Im Jahr 1992 leitete sie ein Projekt der Schweißfurt-Stiftung in München zum Thema “Energetisierung von Wasser”. Im folgenden Jahr begann eine ausgedehnte Tauchkartierung zur Erkundung der Vegetation (Makrophyten) in brandenburgischen Seen, im Auftrag des Landes Brandenburg. Der erste hier betauchte See, der Liepnitzsee, im Norden Berlins, ist ein beliebter Ausflugssee aber trotzdem noch ziemlich klar. In insgesamt drei Jahren Kartierungsarbeit in Brandenburg wurden mit der von Alexandra Hoesch gegründeten Tauchgruppe “Aquarius” 290 Uferkilometer abgetaucht. Bis zu 14 Taucherinnen und Taucher zählte die Gruppe am Großen Wummsee, deren Stärke im Normalfall bei etwa 6 Mitarbeitern liegt. Eine enorme organisatorische Aufgabe verbunden mit einer besonderen psychischen Belastung, wie sie selbst sagt, da die Klarheit des Wassers sich Vegetation bis 13 Meter Wassertiefe entwickeln lässt. Das begründet hier die grosse Zahl an Kartierern. Der Abschluss der Untersuchungen im Jahr 1996 bedeutete aber nicht, dass die Menge der gesammelten Daten auch einer Verwertung zugeführt worden wäre. So setzt sich Alexandra Hoesch auch heute noch für die Umsetzung der Ergebnisse des “Artenschutzmonitoring in Brandenburg” ein.

Der Studien immer noch nicht genug, schloss sich jetzt ein Aufbaustudium “Umweltschutztechnik” an, das bis 1998 dauerte. Im gleichen Jahr ergab sich die redaktionelle Mitarbeit beim Bayerischen Fernsehen für ein Donau-Filmprojekt.

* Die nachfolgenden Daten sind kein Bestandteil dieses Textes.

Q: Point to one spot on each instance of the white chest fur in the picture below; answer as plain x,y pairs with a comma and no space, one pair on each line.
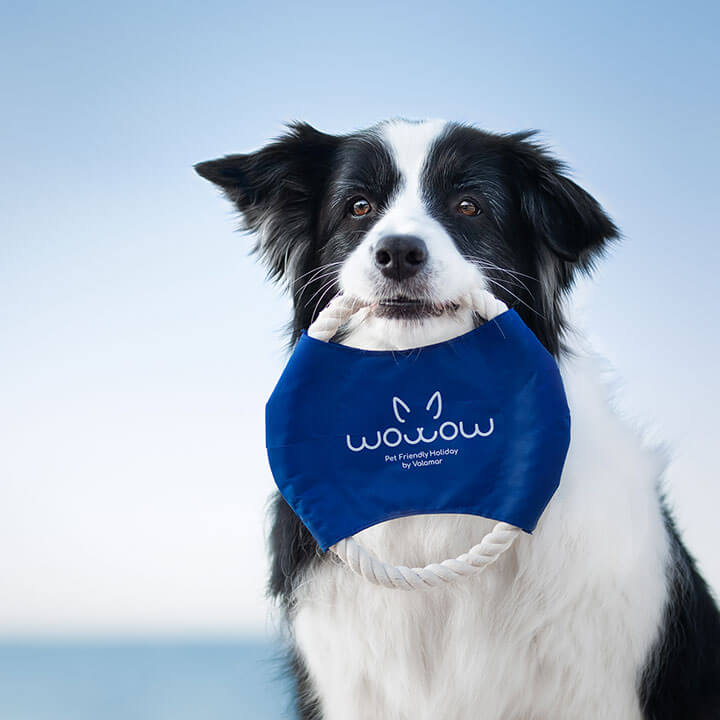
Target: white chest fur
559,628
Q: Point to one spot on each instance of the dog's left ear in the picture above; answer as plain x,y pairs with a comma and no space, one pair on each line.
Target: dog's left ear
277,190
560,214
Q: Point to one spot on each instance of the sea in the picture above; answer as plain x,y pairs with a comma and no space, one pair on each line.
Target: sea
142,679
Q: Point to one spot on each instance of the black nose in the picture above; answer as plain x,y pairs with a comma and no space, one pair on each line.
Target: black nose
400,256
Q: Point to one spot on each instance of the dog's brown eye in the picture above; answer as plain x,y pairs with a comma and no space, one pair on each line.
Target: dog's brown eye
360,207
468,207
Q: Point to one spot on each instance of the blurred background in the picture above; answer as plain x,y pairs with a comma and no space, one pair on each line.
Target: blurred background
139,340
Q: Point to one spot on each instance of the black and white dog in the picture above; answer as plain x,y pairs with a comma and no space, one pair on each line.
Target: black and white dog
601,613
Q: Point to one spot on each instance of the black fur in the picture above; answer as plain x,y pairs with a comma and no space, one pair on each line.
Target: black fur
537,224
682,678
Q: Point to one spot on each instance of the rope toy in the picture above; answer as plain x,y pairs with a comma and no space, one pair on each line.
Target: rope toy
364,563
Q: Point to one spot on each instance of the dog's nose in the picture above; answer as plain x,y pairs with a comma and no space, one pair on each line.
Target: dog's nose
400,256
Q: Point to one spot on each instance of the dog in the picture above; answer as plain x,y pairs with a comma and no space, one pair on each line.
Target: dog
601,613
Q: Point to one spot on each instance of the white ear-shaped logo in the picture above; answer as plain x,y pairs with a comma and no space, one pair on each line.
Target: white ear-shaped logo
397,404
436,397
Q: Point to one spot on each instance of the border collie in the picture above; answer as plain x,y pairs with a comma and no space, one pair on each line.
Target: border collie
601,613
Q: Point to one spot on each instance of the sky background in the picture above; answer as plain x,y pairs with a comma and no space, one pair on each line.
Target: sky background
139,341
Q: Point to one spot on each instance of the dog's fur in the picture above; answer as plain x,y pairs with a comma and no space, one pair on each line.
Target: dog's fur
601,613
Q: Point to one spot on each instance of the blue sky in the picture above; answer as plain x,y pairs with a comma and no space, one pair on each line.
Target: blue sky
139,340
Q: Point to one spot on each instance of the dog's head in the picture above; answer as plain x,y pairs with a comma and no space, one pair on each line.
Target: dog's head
410,216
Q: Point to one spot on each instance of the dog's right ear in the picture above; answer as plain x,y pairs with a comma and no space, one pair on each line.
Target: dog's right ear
277,191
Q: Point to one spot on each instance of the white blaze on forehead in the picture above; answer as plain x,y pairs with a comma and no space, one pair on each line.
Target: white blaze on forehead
409,144
446,276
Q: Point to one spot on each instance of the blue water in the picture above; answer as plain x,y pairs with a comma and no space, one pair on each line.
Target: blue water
141,680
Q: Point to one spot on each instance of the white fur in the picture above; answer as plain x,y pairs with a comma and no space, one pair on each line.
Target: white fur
448,275
560,627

Die Arbeit im Fernsehbereich setzte sie fort als Kameraassistentin einer TV-Produktion des Kinderkanal. Das war der Anstoss sofort eine eigene digitale Videoausrüstung zu kaufen (Sony VX 1000, Recorder usw), da neben spontaner Begeisterung erkannt wurde, welche Möglichkeiten sich mit diesem Medium bieten. Endlich können die faszinierenden Erlebnisse unter Wasser auch dokumentiert werden, neben der optischen Information für die Auftraggeber von Kartierungs- bzw Sanierungsprojekten. Vergleiche und Langzeitdukumentationen sind nun endlich möglich, nachdem die Videotechnik im Amphibico VH 1000 Gehäuse eingesetzt ist und mit Licht von MarinSolar ergänzt.

Seit Herbst 1998, mit Unterbrechung im Winter, ist Alexandra Hoesch vorrübergehend zur Wahlwienerin geworden. Wien ist der Ausgangspunkt eines Sanierungs- und Kartierungsprojekts, das die wiener Firma Systema GmbH an der Donau und deren Seitengewässer durchführt. Dazu wurde auch im Mai 1999 eine Videoproduktion fertiggestellt (Aufnahme, Schnitt, Nachbearbeitung), die den Sanierungserfolg durch Makrophytenpflanzungen an Badegewässern bei Laxenburg dokumentiert.

Im Winter hatte Alexandra Hoesch in freier Mitarbeit ein Unterwasser-Filmprojekt auf dem Forschungsschiff Aldebaran vor den Kanarischen Inseln begleitet.

Mittlerweile verlegt sich das zunächst auf das Süsswasser ausgerichtete Betätigungsfeld aufgrund einer Reihe von Aufträgen und Angeboten in die marine UW-Welt. Für den Herbst laufen die Planungen Schatztaucher auf einem Schiff vor den Kapverden mit der Kamera zu begleiten. Zusammen mit einer Assistentin - nie wieder als Frau allein auf einem Schiff nur mit Männern - werden dort Filme zu Demonstrations- und Werbezwecken produziert, die die Schatztaucher bei ihrer Arbeit und die Gesamtsituation vor Ort schildern.

Biologie, Umweltschutz, Videotechnik, Tauchen das ist eine interessante Mischung, die zu einem noch interessanteren Beruf zusammenführt. Hier ist keine 38,5 Stunden Woche und ein sortierter Schreibtisch der Rahmen der Arbeit, hier ist Knowhow, Flexibilität und Geduld gefragt. Mögliche Einsatzorte: Weltweit; mögliche Projekte: Alles was mit Tauchen, Biologie und Videofilm zusammenhängt.